What the reviewer may be referring to is the bottom legend of your figure. It goes from 1 to 12, with 4 right in the middle, which is discomforting. This makes your absolute log expression values difficult to interpret, because when a gene goes from bright green to black, its expression level is multiplied by 16, but when it goes from black to bright red, it is multiplied by 256. In short, I don't think your figure could be "more informative", but the information could be more intuitive.

As explained by @fosgen, Z-scores are centered and normalized, so the user can interpret a color as $x$ standard deviations from the mean and have an intuitive idea of the relative variation of that value.

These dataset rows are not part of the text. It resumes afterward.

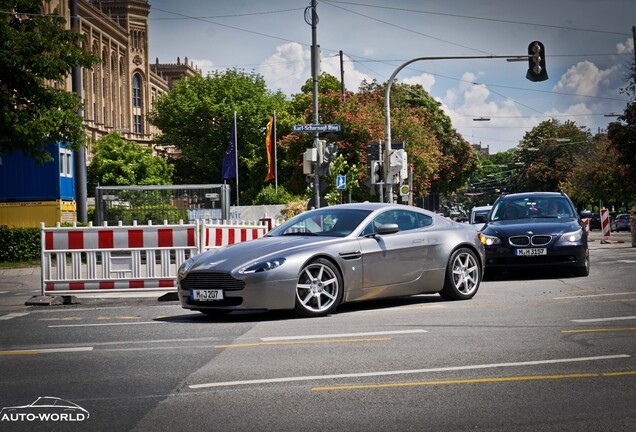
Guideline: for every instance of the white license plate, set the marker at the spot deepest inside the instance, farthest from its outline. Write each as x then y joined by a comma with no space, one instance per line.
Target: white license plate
206,295
531,252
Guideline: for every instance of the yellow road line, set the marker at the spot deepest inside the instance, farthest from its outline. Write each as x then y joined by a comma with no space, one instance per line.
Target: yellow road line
476,380
302,342
600,330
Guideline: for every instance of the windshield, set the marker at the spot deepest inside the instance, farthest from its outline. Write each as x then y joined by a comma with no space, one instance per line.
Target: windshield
532,207
324,222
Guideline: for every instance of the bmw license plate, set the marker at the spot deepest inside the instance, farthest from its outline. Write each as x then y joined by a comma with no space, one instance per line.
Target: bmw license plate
531,252
206,295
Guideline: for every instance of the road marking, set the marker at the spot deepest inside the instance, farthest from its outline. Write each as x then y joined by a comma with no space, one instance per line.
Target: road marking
592,295
476,380
404,372
12,315
45,351
337,335
104,324
302,342
599,330
605,319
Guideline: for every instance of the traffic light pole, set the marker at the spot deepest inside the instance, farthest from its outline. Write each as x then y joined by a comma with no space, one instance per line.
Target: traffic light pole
387,101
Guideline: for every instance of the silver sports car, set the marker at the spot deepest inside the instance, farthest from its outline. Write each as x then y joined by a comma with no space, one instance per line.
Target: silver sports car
345,253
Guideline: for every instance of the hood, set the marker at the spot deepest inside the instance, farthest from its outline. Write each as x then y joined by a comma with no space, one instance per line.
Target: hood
228,258
538,226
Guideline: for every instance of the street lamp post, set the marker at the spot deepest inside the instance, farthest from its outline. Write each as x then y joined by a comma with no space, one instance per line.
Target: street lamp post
387,101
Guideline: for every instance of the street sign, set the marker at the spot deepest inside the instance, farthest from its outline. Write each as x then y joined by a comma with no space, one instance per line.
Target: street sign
316,128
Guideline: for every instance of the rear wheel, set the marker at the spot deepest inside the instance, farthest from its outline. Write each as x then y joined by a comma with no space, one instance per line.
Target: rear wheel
584,270
463,275
319,289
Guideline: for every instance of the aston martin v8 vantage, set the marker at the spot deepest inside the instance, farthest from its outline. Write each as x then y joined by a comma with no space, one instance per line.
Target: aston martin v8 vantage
322,258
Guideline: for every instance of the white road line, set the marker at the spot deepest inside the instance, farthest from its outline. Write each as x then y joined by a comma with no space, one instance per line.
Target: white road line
105,324
593,295
339,335
605,319
47,350
405,372
13,315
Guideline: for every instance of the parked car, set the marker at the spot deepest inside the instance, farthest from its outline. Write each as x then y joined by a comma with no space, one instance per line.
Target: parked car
325,257
479,215
622,222
534,230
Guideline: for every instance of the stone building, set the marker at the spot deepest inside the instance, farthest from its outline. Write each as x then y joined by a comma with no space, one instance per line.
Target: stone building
119,92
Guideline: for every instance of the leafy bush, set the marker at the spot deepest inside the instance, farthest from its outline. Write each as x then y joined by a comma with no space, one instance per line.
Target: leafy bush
19,244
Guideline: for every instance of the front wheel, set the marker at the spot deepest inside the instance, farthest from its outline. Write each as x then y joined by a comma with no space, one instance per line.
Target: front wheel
319,289
463,275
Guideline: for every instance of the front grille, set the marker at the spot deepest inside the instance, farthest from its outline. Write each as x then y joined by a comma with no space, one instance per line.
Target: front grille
519,241
541,240
208,280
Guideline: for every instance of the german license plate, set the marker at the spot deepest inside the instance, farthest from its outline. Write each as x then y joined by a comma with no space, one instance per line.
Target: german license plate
531,252
206,295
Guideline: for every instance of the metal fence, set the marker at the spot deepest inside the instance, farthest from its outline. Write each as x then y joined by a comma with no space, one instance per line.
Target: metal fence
173,203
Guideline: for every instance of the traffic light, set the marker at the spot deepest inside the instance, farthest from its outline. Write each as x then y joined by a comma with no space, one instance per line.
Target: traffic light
377,172
536,63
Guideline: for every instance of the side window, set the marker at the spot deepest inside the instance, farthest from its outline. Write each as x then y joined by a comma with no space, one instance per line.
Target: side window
424,220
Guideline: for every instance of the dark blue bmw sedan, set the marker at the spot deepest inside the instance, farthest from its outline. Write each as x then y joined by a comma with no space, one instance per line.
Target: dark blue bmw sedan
535,229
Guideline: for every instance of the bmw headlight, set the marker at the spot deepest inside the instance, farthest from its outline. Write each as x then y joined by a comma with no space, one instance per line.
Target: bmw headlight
185,268
571,237
489,240
268,264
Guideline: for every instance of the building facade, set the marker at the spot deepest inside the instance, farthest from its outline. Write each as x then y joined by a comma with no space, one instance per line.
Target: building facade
119,92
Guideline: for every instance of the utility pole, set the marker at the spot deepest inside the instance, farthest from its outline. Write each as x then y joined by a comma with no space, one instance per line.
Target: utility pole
315,66
79,159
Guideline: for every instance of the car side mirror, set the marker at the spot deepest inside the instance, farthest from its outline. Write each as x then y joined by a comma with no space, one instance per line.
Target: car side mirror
388,229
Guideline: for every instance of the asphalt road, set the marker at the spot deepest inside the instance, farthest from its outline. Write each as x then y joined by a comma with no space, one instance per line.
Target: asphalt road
538,351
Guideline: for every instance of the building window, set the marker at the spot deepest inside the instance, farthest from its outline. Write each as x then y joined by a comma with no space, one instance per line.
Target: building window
136,91
138,126
66,163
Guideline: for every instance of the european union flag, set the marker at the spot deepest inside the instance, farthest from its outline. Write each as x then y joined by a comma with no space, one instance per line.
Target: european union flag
229,160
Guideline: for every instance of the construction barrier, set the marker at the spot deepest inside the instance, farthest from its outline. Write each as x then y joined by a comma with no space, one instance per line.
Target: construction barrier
221,233
122,258
605,223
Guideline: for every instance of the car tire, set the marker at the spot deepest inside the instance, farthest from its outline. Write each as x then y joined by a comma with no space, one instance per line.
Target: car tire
463,275
319,289
584,270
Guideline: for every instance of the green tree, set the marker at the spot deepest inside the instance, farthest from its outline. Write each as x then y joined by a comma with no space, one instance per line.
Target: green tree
118,162
196,116
548,154
36,50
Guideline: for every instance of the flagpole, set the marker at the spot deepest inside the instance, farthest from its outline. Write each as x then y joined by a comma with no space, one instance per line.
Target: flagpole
275,158
236,156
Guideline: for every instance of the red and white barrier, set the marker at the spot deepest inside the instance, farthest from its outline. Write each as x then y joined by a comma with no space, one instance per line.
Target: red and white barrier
218,235
121,258
605,223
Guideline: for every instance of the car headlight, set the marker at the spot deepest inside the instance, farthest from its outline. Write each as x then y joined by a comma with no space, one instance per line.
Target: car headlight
184,269
489,240
268,264
571,237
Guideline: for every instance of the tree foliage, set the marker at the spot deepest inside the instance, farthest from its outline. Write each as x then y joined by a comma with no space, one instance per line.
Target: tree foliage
437,153
34,49
196,116
118,162
548,154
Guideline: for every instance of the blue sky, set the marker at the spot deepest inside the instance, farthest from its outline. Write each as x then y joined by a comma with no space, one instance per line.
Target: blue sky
589,45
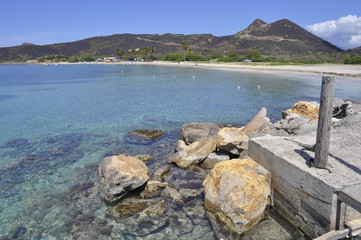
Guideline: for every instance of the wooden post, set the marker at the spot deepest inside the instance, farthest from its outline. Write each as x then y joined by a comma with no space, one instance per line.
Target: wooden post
324,122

Like @fosgen, I think you should go for standardization by gene (standardization by cell type does not make sense to me in that context). Black will be the average expression across different cell types (set to 0) and the color distribution will be symmetrical on both sides.

Showing the (relative) gene-wise variation of expression is standard in the field, but you might have specific reasons to show the (absolute) log2-microarray measurements, in which case you can expose them to the reviewers. But I would still straigthen the color gradient to ease interpretation.